This Mumbai guy is helping a Himalayan school from shutting down

Jun 11, 2017, 14:30 IST | Anju Maskeri

Meet the Mumbai lad who is helping save a Himalayan school from shutting down with a fundraising campaign

Manish Vyas (with child on his shoulders) at the Sikkim Himalayan Academy
Manish Vyas (with child on his shoulders) at the Sikkim Himalayan Academy

Manish Vyas, a Mumbai-based educator, is all too familiar with the joy of teaching, having worked as a tutor at non-profit organsations from the age of 16. However, earlier this month, when the 25-year-old set out for Sikkim to visit the Sikkim Himalayan Academy (SHA), a residential school perched on a steep forested slope in Buriakhop, Soreng, his goal was to more than educate.
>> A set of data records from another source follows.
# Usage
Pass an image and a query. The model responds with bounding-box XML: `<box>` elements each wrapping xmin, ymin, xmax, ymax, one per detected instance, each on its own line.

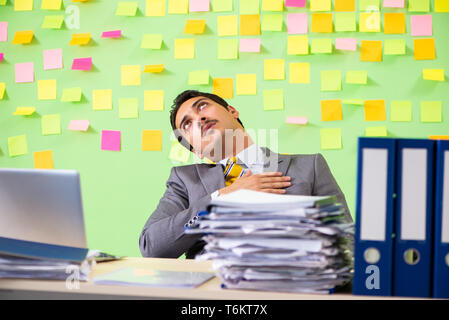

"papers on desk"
<box><xmin>185</xmin><ymin>190</ymin><xmax>354</xmax><ymax>293</ymax></box>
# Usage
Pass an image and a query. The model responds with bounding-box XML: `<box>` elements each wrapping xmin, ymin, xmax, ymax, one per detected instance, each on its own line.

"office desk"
<box><xmin>0</xmin><ymin>258</ymin><xmax>412</xmax><ymax>300</ymax></box>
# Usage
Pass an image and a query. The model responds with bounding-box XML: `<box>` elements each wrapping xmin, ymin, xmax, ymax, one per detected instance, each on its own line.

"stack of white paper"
<box><xmin>185</xmin><ymin>190</ymin><xmax>354</xmax><ymax>293</ymax></box>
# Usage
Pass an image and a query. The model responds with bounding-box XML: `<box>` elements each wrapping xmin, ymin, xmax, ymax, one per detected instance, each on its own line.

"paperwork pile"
<box><xmin>185</xmin><ymin>190</ymin><xmax>354</xmax><ymax>293</ymax></box>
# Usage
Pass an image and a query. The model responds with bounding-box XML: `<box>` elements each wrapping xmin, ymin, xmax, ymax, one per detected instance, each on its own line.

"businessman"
<box><xmin>139</xmin><ymin>90</ymin><xmax>352</xmax><ymax>258</ymax></box>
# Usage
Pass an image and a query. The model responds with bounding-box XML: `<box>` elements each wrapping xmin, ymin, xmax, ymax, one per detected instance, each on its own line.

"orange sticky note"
<box><xmin>321</xmin><ymin>99</ymin><xmax>343</xmax><ymax>121</ymax></box>
<box><xmin>12</xmin><ymin>30</ymin><xmax>34</xmax><ymax>44</ymax></box>
<box><xmin>212</xmin><ymin>78</ymin><xmax>234</xmax><ymax>99</ymax></box>
<box><xmin>365</xmin><ymin>100</ymin><xmax>387</xmax><ymax>121</ymax></box>
<box><xmin>413</xmin><ymin>38</ymin><xmax>436</xmax><ymax>60</ymax></box>
<box><xmin>360</xmin><ymin>40</ymin><xmax>382</xmax><ymax>62</ymax></box>
<box><xmin>240</xmin><ymin>14</ymin><xmax>260</xmax><ymax>36</ymax></box>
<box><xmin>33</xmin><ymin>150</ymin><xmax>54</xmax><ymax>169</ymax></box>
<box><xmin>312</xmin><ymin>13</ymin><xmax>333</xmax><ymax>32</ymax></box>
<box><xmin>334</xmin><ymin>0</ymin><xmax>355</xmax><ymax>12</ymax></box>
<box><xmin>384</xmin><ymin>12</ymin><xmax>405</xmax><ymax>34</ymax></box>
<box><xmin>142</xmin><ymin>130</ymin><xmax>162</xmax><ymax>151</ymax></box>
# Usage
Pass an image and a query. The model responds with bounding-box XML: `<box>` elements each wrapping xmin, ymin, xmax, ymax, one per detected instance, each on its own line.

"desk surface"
<box><xmin>0</xmin><ymin>258</ymin><xmax>412</xmax><ymax>300</ymax></box>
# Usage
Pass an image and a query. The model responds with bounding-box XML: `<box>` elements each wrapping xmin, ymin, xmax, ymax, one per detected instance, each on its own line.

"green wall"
<box><xmin>0</xmin><ymin>0</ymin><xmax>449</xmax><ymax>256</ymax></box>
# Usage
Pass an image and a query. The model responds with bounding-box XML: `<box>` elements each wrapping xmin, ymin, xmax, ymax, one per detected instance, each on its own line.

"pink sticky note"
<box><xmin>335</xmin><ymin>38</ymin><xmax>357</xmax><ymax>51</ymax></box>
<box><xmin>285</xmin><ymin>117</ymin><xmax>307</xmax><ymax>124</ymax></box>
<box><xmin>384</xmin><ymin>0</ymin><xmax>405</xmax><ymax>8</ymax></box>
<box><xmin>15</xmin><ymin>62</ymin><xmax>34</xmax><ymax>83</ymax></box>
<box><xmin>72</xmin><ymin>58</ymin><xmax>92</xmax><ymax>71</ymax></box>
<box><xmin>44</xmin><ymin>49</ymin><xmax>62</xmax><ymax>70</ymax></box>
<box><xmin>287</xmin><ymin>13</ymin><xmax>308</xmax><ymax>34</ymax></box>
<box><xmin>101</xmin><ymin>130</ymin><xmax>121</xmax><ymax>151</ymax></box>
<box><xmin>0</xmin><ymin>22</ymin><xmax>8</xmax><ymax>41</ymax></box>
<box><xmin>101</xmin><ymin>30</ymin><xmax>122</xmax><ymax>38</ymax></box>
<box><xmin>239</xmin><ymin>38</ymin><xmax>260</xmax><ymax>52</ymax></box>
<box><xmin>67</xmin><ymin>120</ymin><xmax>90</xmax><ymax>131</ymax></box>
<box><xmin>285</xmin><ymin>0</ymin><xmax>306</xmax><ymax>8</ymax></box>
<box><xmin>189</xmin><ymin>0</ymin><xmax>210</xmax><ymax>12</ymax></box>
<box><xmin>410</xmin><ymin>14</ymin><xmax>432</xmax><ymax>37</ymax></box>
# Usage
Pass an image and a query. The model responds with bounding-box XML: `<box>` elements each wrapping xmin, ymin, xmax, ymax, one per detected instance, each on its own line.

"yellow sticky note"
<box><xmin>69</xmin><ymin>33</ymin><xmax>91</xmax><ymax>46</ymax></box>
<box><xmin>235</xmin><ymin>74</ymin><xmax>257</xmax><ymax>95</ymax></box>
<box><xmin>41</xmin><ymin>114</ymin><xmax>61</xmax><ymax>136</ymax></box>
<box><xmin>321</xmin><ymin>99</ymin><xmax>343</xmax><ymax>121</ymax></box>
<box><xmin>145</xmin><ymin>0</ymin><xmax>165</xmax><ymax>17</ymax></box>
<box><xmin>263</xmin><ymin>59</ymin><xmax>285</xmax><ymax>80</ymax></box>
<box><xmin>13</xmin><ymin>107</ymin><xmax>36</xmax><ymax>116</ymax></box>
<box><xmin>240</xmin><ymin>14</ymin><xmax>260</xmax><ymax>36</ymax></box>
<box><xmin>37</xmin><ymin>79</ymin><xmax>56</xmax><ymax>100</ymax></box>
<box><xmin>142</xmin><ymin>130</ymin><xmax>162</xmax><ymax>151</ymax></box>
<box><xmin>168</xmin><ymin>0</ymin><xmax>189</xmax><ymax>14</ymax></box>
<box><xmin>41</xmin><ymin>0</ymin><xmax>62</xmax><ymax>10</ymax></box>
<box><xmin>422</xmin><ymin>69</ymin><xmax>444</xmax><ymax>81</ymax></box>
<box><xmin>92</xmin><ymin>89</ymin><xmax>112</xmax><ymax>110</ymax></box>
<box><xmin>287</xmin><ymin>35</ymin><xmax>309</xmax><ymax>55</ymax></box>
<box><xmin>320</xmin><ymin>128</ymin><xmax>342</xmax><ymax>150</ymax></box>
<box><xmin>290</xmin><ymin>62</ymin><xmax>310</xmax><ymax>83</ymax></box>
<box><xmin>413</xmin><ymin>38</ymin><xmax>436</xmax><ymax>60</ymax></box>
<box><xmin>8</xmin><ymin>134</ymin><xmax>28</xmax><ymax>157</ymax></box>
<box><xmin>212</xmin><ymin>78</ymin><xmax>234</xmax><ymax>99</ymax></box>
<box><xmin>310</xmin><ymin>0</ymin><xmax>331</xmax><ymax>11</ymax></box>
<box><xmin>175</xmin><ymin>39</ymin><xmax>195</xmax><ymax>59</ymax></box>
<box><xmin>365</xmin><ymin>100</ymin><xmax>387</xmax><ymax>121</ymax></box>
<box><xmin>359</xmin><ymin>12</ymin><xmax>380</xmax><ymax>32</ymax></box>
<box><xmin>14</xmin><ymin>0</ymin><xmax>33</xmax><ymax>11</ymax></box>
<box><xmin>217</xmin><ymin>15</ymin><xmax>238</xmax><ymax>37</ymax></box>
<box><xmin>143</xmin><ymin>90</ymin><xmax>164</xmax><ymax>111</ymax></box>
<box><xmin>143</xmin><ymin>64</ymin><xmax>164</xmax><ymax>73</ymax></box>
<box><xmin>312</xmin><ymin>13</ymin><xmax>333</xmax><ymax>33</ymax></box>
<box><xmin>384</xmin><ymin>12</ymin><xmax>405</xmax><ymax>34</ymax></box>
<box><xmin>365</xmin><ymin>126</ymin><xmax>388</xmax><ymax>137</ymax></box>
<box><xmin>360</xmin><ymin>40</ymin><xmax>382</xmax><ymax>62</ymax></box>
<box><xmin>122</xmin><ymin>65</ymin><xmax>140</xmax><ymax>86</ymax></box>
<box><xmin>262</xmin><ymin>0</ymin><xmax>284</xmax><ymax>11</ymax></box>
<box><xmin>184</xmin><ymin>17</ymin><xmax>206</xmax><ymax>34</ymax></box>
<box><xmin>12</xmin><ymin>30</ymin><xmax>34</xmax><ymax>44</ymax></box>
<box><xmin>33</xmin><ymin>150</ymin><xmax>54</xmax><ymax>169</ymax></box>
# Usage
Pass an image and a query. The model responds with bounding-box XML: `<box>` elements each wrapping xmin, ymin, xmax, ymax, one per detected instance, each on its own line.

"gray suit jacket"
<box><xmin>139</xmin><ymin>148</ymin><xmax>352</xmax><ymax>258</ymax></box>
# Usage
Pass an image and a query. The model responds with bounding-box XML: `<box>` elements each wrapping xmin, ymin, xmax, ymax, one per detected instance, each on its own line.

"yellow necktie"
<box><xmin>224</xmin><ymin>157</ymin><xmax>243</xmax><ymax>187</ymax></box>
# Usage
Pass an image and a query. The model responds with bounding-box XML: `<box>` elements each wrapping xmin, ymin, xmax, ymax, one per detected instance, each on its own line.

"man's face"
<box><xmin>175</xmin><ymin>96</ymin><xmax>241</xmax><ymax>158</ymax></box>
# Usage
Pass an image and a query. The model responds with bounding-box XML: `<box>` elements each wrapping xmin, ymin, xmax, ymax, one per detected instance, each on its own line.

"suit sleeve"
<box><xmin>139</xmin><ymin>167</ymin><xmax>211</xmax><ymax>258</ymax></box>
<box><xmin>313</xmin><ymin>153</ymin><xmax>353</xmax><ymax>222</ymax></box>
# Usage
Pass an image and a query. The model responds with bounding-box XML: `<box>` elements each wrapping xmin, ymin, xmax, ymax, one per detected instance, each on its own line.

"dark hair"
<box><xmin>170</xmin><ymin>90</ymin><xmax>243</xmax><ymax>151</ymax></box>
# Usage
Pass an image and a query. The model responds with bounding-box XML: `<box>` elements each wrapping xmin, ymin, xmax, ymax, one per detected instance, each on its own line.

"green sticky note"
<box><xmin>408</xmin><ymin>0</ymin><xmax>430</xmax><ymax>12</ymax></box>
<box><xmin>118</xmin><ymin>98</ymin><xmax>139</xmax><ymax>119</ymax></box>
<box><xmin>335</xmin><ymin>12</ymin><xmax>357</xmax><ymax>32</ymax></box>
<box><xmin>140</xmin><ymin>34</ymin><xmax>162</xmax><ymax>49</ymax></box>
<box><xmin>239</xmin><ymin>0</ymin><xmax>260</xmax><ymax>14</ymax></box>
<box><xmin>320</xmin><ymin>128</ymin><xmax>342</xmax><ymax>150</ymax></box>
<box><xmin>321</xmin><ymin>70</ymin><xmax>341</xmax><ymax>91</ymax></box>
<box><xmin>421</xmin><ymin>101</ymin><xmax>442</xmax><ymax>122</ymax></box>
<box><xmin>390</xmin><ymin>100</ymin><xmax>412</xmax><ymax>122</ymax></box>
<box><xmin>263</xmin><ymin>89</ymin><xmax>284</xmax><ymax>110</ymax></box>
<box><xmin>8</xmin><ymin>134</ymin><xmax>28</xmax><ymax>157</ymax></box>
<box><xmin>384</xmin><ymin>39</ymin><xmax>405</xmax><ymax>55</ymax></box>
<box><xmin>310</xmin><ymin>38</ymin><xmax>332</xmax><ymax>53</ymax></box>
<box><xmin>42</xmin><ymin>114</ymin><xmax>61</xmax><ymax>136</ymax></box>
<box><xmin>168</xmin><ymin>141</ymin><xmax>191</xmax><ymax>163</ymax></box>
<box><xmin>41</xmin><ymin>15</ymin><xmax>64</xmax><ymax>29</ymax></box>
<box><xmin>261</xmin><ymin>14</ymin><xmax>282</xmax><ymax>31</ymax></box>
<box><xmin>217</xmin><ymin>39</ymin><xmax>239</xmax><ymax>59</ymax></box>
<box><xmin>189</xmin><ymin>70</ymin><xmax>209</xmax><ymax>85</ymax></box>
<box><xmin>115</xmin><ymin>2</ymin><xmax>137</xmax><ymax>17</ymax></box>
<box><xmin>61</xmin><ymin>88</ymin><xmax>81</xmax><ymax>102</ymax></box>
<box><xmin>365</xmin><ymin>126</ymin><xmax>388</xmax><ymax>137</ymax></box>
<box><xmin>346</xmin><ymin>71</ymin><xmax>368</xmax><ymax>84</ymax></box>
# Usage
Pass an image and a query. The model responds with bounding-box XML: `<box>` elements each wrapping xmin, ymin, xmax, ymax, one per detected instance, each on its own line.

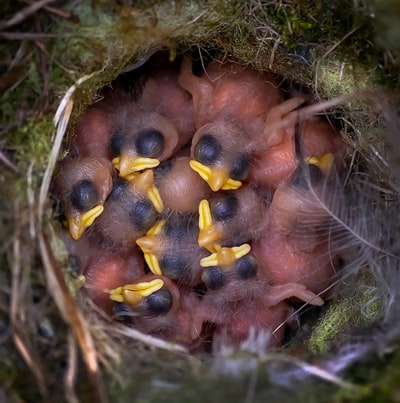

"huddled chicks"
<box><xmin>53</xmin><ymin>54</ymin><xmax>345</xmax><ymax>354</ymax></box>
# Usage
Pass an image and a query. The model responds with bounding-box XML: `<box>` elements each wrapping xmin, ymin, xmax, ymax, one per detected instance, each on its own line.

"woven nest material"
<box><xmin>0</xmin><ymin>0</ymin><xmax>400</xmax><ymax>402</ymax></box>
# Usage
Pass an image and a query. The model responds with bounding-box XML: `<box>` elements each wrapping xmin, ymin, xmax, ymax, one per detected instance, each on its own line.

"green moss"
<box><xmin>0</xmin><ymin>0</ymin><xmax>400</xmax><ymax>403</ymax></box>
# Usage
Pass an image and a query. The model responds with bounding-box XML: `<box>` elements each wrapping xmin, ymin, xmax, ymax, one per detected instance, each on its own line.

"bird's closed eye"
<box><xmin>135</xmin><ymin>129</ymin><xmax>165</xmax><ymax>158</ymax></box>
<box><xmin>129</xmin><ymin>199</ymin><xmax>158</xmax><ymax>230</ymax></box>
<box><xmin>194</xmin><ymin>134</ymin><xmax>222</xmax><ymax>166</ymax></box>
<box><xmin>143</xmin><ymin>289</ymin><xmax>172</xmax><ymax>315</ymax></box>
<box><xmin>210</xmin><ymin>193</ymin><xmax>238</xmax><ymax>222</ymax></box>
<box><xmin>71</xmin><ymin>179</ymin><xmax>99</xmax><ymax>212</ymax></box>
For the chemical engineer-turned-teacher, it was about helping a little known school in a remote Himalayan region raise funds to stay afloat.

Vyas has launched a Ketto campaign to raise R10 lakh to help the school continue providing free education to underprivileged kids. Founded by a handful of local teachers and a few volunteers in 2003, SHA also catering to the daily needs of about 100 children each year, starting from kindergarten till Std V. However, as things stand today, the school is struggling to survive amid dried up resources. "Each student hails from an economically challenged background, where the parents are daily wage labourers. Quite often, the child has almost eight siblings, so the parents are focused more on providing one square meal a day rather than education," says Vyas, who learnt about the school last year from his ex-employers, Sneha Phalle and Veeral Raj, of travel firm Mapping Journeys. "They volunteered there for two months and came back raving," he says.

The Goregaon-resident quit his corporate job earlier this year to get into teaching. "But, all this while, the idea of going to the Sikkim-based school was on my mind, and now with time on my hands, I decided to make the journey," he tells us in a phone interview from Sikkim. At the school, Vyas teaches the kids football along with academics. "While the local language is Nepali, the kids are fluent in Hindi and English. They are so warm, hardworking, enthusiastic and eager to learn, that I don’t miss Mumbai at all," he smiles.

Generating funds for a cause
The idea of raising funds for the school emerged during an interview with the school’s principal, Gumansingh Gurung, and its director, Puja Uchil, while being screened for volunteering last month. "There was a campaign launched last year, because the school was on the brink of a shutdown," he says. Through the campaign, it managed to raise Rs 2.42 lakh, it was a short term respite. Vyas’ aim is to now rope in long term donors. "The cost of sponsoring a child’s education for the entire year including clothes, medicine, hostel and food, is Rs 40,000. I am trying to rope in corporates who have the resources to do so," he says. Currently, the school, spread over 3,000 square feet has 62-odd children (31 day scholars and 31 boarders). Although it sees volunteers from all over the country, the tough terrain and harsh weather during monsoon and winters, makes it tough to navigate and the near-zero temperature making it difficult for everyone to work.

His current stint at the school has made his resolve stronger. "There are very few schools out there who do so much for their kids while expecting nothing in return," he smiles.